He waits in vain. The heavens are covered with clouds; a sharp wind sighs above the fields; the leaves tremble as if in mortal terror; for the first time in six weeks a few drops of rain fall. No splendour hails the awakening world, but along the eastern horizon there is a blood-red streak. Just in Lato's path a solitary white butterfly flutters upon the ground. The wind grows stronger, the drops fall more thickly; the pale blossoms by the roadside shiver; the red poppies do not open their cups, but hang their heads as if drunk with sleep.

[CHAPTER XLII.]

FOUND.

Olga had remained in her room because she could not bring herself to meet Treurenberg again. No, she could never meet him after the words, the kiss, they had exchanged,--never--until he should call her. For it did not occur to her to recall what she had said to him,--she was ready for everything for his sake. Not a thought did she bestow upon the disgrace that would attach to her in the eyes of the world. What did she care what people said or thought of her? But he,--what if she had disgraced herself in his eyes by the confession of her love? The thought tortured her.

She kept saying to herself, "He was shocked at me; I wounded his sense of delicacy. Oh, my God! and yet I could not see him suffer so,--I could not!"

When night came on she lay dressed upon her bed for hours, now and then rising to pace the room to and fro. At last she fell asleep. She was roused by hearing a door creak. She listened: it was the door of Lato's room. Again she listened. No, she must have been mistaken; it was folly to suppose that Lato would think of leaving the house at a little after three in the morning! She tried to be calm, and began to undress, when suddenly a horrible suspicion assailed her; her teeth chattered, the heart in her breast felt like lead.

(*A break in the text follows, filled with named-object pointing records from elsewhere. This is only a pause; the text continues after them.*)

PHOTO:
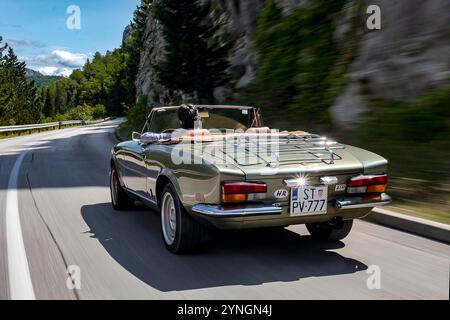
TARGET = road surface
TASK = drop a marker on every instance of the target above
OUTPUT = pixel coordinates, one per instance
(62, 204)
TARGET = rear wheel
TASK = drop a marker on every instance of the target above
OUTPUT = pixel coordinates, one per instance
(181, 233)
(330, 231)
(120, 200)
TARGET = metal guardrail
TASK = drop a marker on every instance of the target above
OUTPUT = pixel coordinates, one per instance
(46, 126)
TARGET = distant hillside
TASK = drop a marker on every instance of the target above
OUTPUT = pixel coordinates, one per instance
(39, 79)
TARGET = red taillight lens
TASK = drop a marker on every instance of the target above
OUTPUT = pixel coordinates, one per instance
(243, 191)
(368, 184)
(243, 187)
(371, 180)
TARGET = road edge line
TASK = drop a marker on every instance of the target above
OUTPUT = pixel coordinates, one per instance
(20, 284)
(428, 229)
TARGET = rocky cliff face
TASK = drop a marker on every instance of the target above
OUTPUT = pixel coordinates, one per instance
(240, 17)
(408, 56)
(405, 59)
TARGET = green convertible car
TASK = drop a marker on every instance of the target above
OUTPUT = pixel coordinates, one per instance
(231, 172)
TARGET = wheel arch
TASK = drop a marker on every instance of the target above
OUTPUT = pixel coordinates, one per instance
(163, 179)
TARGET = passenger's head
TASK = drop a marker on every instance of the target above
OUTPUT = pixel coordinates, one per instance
(188, 115)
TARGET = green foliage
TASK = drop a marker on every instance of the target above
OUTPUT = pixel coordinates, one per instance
(195, 56)
(19, 103)
(87, 112)
(40, 80)
(100, 82)
(301, 67)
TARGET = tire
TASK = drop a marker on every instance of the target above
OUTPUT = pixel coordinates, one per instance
(120, 200)
(180, 232)
(330, 232)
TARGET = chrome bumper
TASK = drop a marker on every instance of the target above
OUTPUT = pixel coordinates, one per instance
(361, 202)
(223, 212)
(217, 211)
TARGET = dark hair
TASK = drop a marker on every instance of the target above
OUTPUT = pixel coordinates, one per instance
(187, 114)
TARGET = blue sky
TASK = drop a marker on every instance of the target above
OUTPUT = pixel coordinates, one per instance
(37, 30)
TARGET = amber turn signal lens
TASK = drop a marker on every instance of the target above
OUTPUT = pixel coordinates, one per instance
(376, 189)
(227, 198)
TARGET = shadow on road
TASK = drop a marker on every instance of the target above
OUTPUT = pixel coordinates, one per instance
(133, 239)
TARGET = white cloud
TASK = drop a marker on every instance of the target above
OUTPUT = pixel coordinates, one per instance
(57, 62)
(55, 71)
(64, 58)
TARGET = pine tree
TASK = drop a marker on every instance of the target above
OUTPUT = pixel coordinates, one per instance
(18, 98)
(196, 57)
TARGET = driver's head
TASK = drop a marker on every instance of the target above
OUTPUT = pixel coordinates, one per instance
(187, 114)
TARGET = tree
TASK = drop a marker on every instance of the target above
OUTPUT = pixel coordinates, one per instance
(19, 103)
(195, 56)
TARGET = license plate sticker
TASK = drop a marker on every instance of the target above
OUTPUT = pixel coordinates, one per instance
(309, 200)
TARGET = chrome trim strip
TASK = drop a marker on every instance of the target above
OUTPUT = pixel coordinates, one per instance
(358, 202)
(329, 180)
(221, 212)
(143, 198)
(292, 183)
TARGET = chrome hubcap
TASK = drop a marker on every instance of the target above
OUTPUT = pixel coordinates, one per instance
(168, 218)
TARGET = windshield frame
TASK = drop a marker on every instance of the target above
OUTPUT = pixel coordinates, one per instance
(254, 114)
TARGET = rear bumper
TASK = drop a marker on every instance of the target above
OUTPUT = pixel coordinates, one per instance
(361, 202)
(267, 215)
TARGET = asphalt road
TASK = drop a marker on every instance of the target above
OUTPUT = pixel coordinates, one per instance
(66, 219)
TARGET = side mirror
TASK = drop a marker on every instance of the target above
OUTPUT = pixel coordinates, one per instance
(136, 137)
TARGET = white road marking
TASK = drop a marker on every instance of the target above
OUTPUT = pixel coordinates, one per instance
(20, 285)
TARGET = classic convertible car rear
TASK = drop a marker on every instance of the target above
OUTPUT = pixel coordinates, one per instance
(233, 173)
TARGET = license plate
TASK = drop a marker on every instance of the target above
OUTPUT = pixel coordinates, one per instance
(309, 200)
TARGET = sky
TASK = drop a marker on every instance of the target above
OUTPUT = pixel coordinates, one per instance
(55, 37)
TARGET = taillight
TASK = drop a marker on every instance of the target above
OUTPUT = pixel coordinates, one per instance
(243, 191)
(368, 184)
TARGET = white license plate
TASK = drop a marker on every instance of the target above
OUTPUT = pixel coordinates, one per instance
(309, 200)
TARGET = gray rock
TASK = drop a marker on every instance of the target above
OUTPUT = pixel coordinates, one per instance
(406, 58)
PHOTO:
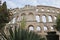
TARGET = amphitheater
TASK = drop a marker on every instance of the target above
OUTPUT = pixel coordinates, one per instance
(40, 19)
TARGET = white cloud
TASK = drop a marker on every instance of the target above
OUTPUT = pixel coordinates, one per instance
(10, 4)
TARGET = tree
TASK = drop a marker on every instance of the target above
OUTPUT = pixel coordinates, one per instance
(4, 15)
(58, 23)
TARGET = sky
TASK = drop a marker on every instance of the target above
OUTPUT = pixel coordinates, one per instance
(22, 3)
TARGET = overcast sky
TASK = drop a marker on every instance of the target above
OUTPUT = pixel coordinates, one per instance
(21, 3)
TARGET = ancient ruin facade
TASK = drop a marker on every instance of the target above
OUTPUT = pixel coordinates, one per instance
(40, 19)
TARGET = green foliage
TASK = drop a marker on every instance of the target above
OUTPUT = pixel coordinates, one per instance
(58, 23)
(4, 15)
(21, 34)
(23, 23)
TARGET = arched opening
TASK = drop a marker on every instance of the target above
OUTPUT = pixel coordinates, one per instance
(31, 28)
(38, 28)
(42, 9)
(38, 18)
(44, 18)
(49, 18)
(45, 28)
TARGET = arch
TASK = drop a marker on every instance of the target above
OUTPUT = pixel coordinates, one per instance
(30, 27)
(30, 13)
(45, 28)
(13, 20)
(44, 18)
(37, 18)
(23, 15)
(38, 28)
(49, 18)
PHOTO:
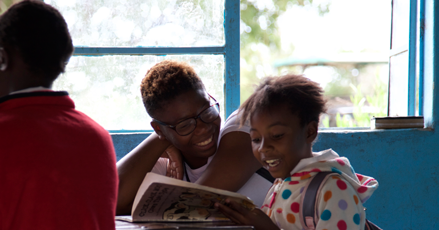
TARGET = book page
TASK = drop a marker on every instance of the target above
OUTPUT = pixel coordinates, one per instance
(176, 200)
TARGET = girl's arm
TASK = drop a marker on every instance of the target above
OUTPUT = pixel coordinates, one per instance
(256, 217)
(133, 167)
(339, 206)
(232, 165)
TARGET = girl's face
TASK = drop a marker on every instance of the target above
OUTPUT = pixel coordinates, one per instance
(199, 145)
(279, 142)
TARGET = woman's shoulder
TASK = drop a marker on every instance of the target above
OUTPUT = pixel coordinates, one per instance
(232, 124)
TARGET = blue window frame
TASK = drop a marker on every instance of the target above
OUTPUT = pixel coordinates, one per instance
(411, 16)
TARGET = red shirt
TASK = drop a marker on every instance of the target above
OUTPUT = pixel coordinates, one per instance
(57, 166)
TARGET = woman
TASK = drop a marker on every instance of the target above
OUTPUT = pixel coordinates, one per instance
(187, 126)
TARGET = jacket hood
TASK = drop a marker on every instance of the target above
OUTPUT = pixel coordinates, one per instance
(330, 161)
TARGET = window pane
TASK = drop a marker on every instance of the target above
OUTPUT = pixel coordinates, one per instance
(143, 23)
(341, 44)
(107, 88)
(400, 24)
(398, 89)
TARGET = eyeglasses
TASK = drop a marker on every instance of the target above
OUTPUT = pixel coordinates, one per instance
(187, 126)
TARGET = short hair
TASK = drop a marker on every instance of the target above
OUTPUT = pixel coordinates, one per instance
(40, 35)
(303, 97)
(165, 81)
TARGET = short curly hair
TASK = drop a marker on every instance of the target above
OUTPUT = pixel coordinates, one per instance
(40, 35)
(165, 81)
(303, 97)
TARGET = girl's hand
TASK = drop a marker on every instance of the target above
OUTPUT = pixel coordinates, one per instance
(174, 168)
(240, 215)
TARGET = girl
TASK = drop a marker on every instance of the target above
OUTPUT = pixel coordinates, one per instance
(284, 115)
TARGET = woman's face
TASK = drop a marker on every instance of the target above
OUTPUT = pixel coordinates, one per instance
(199, 145)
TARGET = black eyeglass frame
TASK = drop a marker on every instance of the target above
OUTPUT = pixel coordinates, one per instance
(174, 127)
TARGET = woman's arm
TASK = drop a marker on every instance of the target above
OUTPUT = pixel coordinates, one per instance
(133, 167)
(232, 165)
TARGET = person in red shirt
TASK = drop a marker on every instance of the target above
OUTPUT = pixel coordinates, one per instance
(57, 166)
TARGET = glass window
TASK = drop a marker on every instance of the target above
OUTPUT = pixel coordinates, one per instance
(143, 23)
(341, 44)
(113, 40)
(107, 88)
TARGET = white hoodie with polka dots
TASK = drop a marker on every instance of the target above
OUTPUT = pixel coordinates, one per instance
(340, 200)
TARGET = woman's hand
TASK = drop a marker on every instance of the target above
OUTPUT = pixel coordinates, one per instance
(175, 166)
(240, 215)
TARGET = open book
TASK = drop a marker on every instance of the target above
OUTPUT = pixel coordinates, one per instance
(162, 199)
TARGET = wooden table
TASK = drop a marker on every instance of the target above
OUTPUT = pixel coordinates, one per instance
(122, 225)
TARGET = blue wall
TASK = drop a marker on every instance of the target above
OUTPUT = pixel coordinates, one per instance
(405, 162)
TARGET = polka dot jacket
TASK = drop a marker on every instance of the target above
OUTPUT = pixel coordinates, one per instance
(339, 202)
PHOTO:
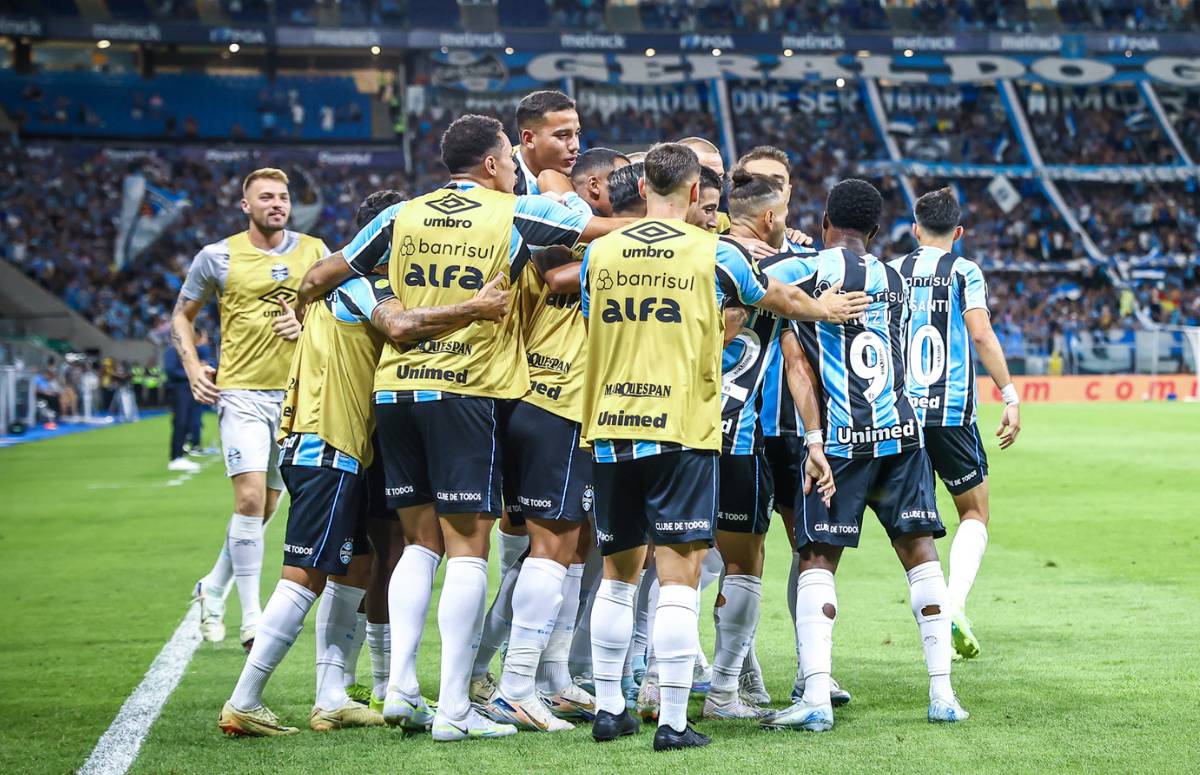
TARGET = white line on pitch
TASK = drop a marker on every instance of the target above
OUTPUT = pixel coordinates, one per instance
(119, 745)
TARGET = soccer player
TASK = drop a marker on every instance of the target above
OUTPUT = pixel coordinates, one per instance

"I must have been mistaken," she decided. But she could not be at rest. She went out into the corridor; all there was still. The dawn was changing from gray to white. She glided down the staircase to the door of Lato's room, where she kneeled and listened at the key-hole. She could surely hear him breathe, she thought. But how could she hear it when her own pulses were throbbing so loudly in her heart, in her temples, in her ears?

She listened with all her might: nothing, nothing could she hear. Her head sank against the door, which was ajar and yielded. She sprang up and, half dead with shame, was about to flee, when she paused. If he were in his room would not the creaking of the door upon its hinges have roused him? Again she turned and peered into the room.

At the first glance she perceived that it was empty, and that the bed had not been slept in.

With her heart throbbing as if to break, she rushed up to her room, longing to scream aloud, to rouse the household with "He has gone! he has gone! Search for him! save him!"